I should make more money by now.
I should own a house by now.
I should be married by now.
I should have a kid by now.
I should be farther along in my career by now.
I should even know what I want to do as a career by now.
The should word is so sneaky. It’s like the little Hamburglar from McDonald’s. Really cute and innocent on the outside so you invite him in to play for a little while. Next thing you know he’s stolen all your food and you’re hungry and alone.
At least, that’s how I feel about the word should.
I entertain him for a second and he robs my joy, just snatches it right out from underneath me.
And it would be easy to check Facebook or leave a coffee conversation with a friend and feel all the pangs of comparison and jealousy flood over me as I witness their shiny clean life unfold. But to be quite honest, my real struggle isn’t comparing myself to others.
It’s comparing myself to myself.
For some reason I was under the assumption that at this point in my life I would’ve figured it all out by now. I would be successful, whatever that meant. I don’t know how you define success, but my definition is pretty narrow.
I think at some point I gathered enough information from the movies, from my suburban lifestyle, and from my hopeless romantic imagination and I plotted out exactly what my life would look like. I planned, charted, dreamed, and imagined my way through life. As a kid my vivid imagination was all I needed to get me through a long and boring road trip. As an adult I would venture to say the same is true.

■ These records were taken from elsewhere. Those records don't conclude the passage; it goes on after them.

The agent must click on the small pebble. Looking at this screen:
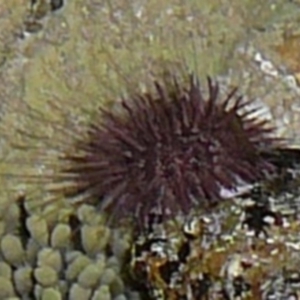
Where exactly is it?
[34,266,58,287]
[1,234,24,266]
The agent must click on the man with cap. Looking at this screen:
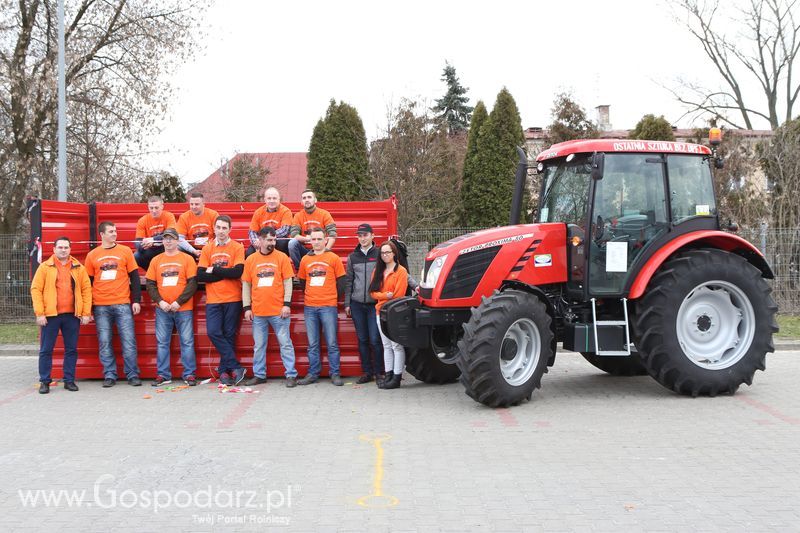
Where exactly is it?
[344,224,383,384]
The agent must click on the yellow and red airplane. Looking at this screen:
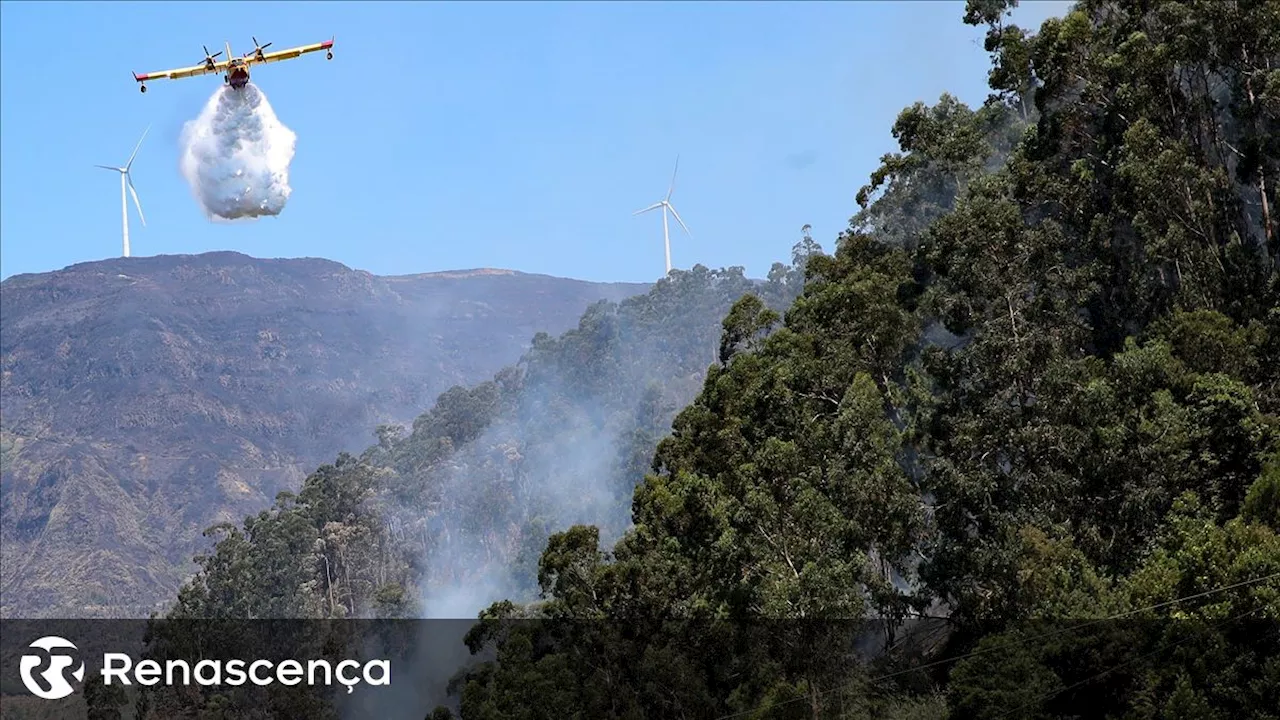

But then I looked around and realized I missed the mark. I’ve disappointed myself. I’m not successful which must therefore mean I’m a failure.
My expectations out of life robbed my enjoyment out of life.
As a result, I decided to stop trying to be successful because it just makes me feel like a failure. I don’t mean to be a pessimistic and squash all my future hopes and dreams. I’m also not trying to be apathetic and complacent and just aimlessly wander around in life like a complete nihilist.
Success won’t define you.
It’s so fleeting if you ever do catch it. But odds are, you never will. There will always be someone who’s better, a dream that’s bigger, a job that’s nicer.
If you want to be a writer you’ll think, “When I just get published here, or when I finally land a book deal, then I’ll feel like a writer.”
Or if you want to own a business you’ll think, “If I can just land this one account, or finally get that last investor, then I’ll feel like a business owner.”
But it turns out no amount of publications, shares, likes, readers, agents, contracts, deals, accounts, or anything will ever make you feel like what you’re going to be. Those moments will come and go. You’ll taste success for a minute but the thrill of the accomplishment will leave you like an addict panting for more. Or the stock you put in the expectations of the achievement will leave you feeling empty and worthless.
Success isn’t a formula.
If we sit in our little corner of the world and just grind out our work and hustle really hard then we’ll definitely get somewhere. We’ll surely make progress. But it’s not a formula. Everyone arrives where they’re going differently. Just pick up any two biographies at a bookstore.
You can grind it out and hustle in your little corner of the world. You can follow all the right steps. You can know all the right people, take all the right classes, get all the right internships and still never feel as though you’ve arrived.
You might do all the exact same things as your hero or your best friend and still get a completely different outcome. Success isn’t A+B guarantees C. In fact, chasing success only guarantees a lot of frustration. So let’s just call it F for failure.
There are better things to aspire to than successful.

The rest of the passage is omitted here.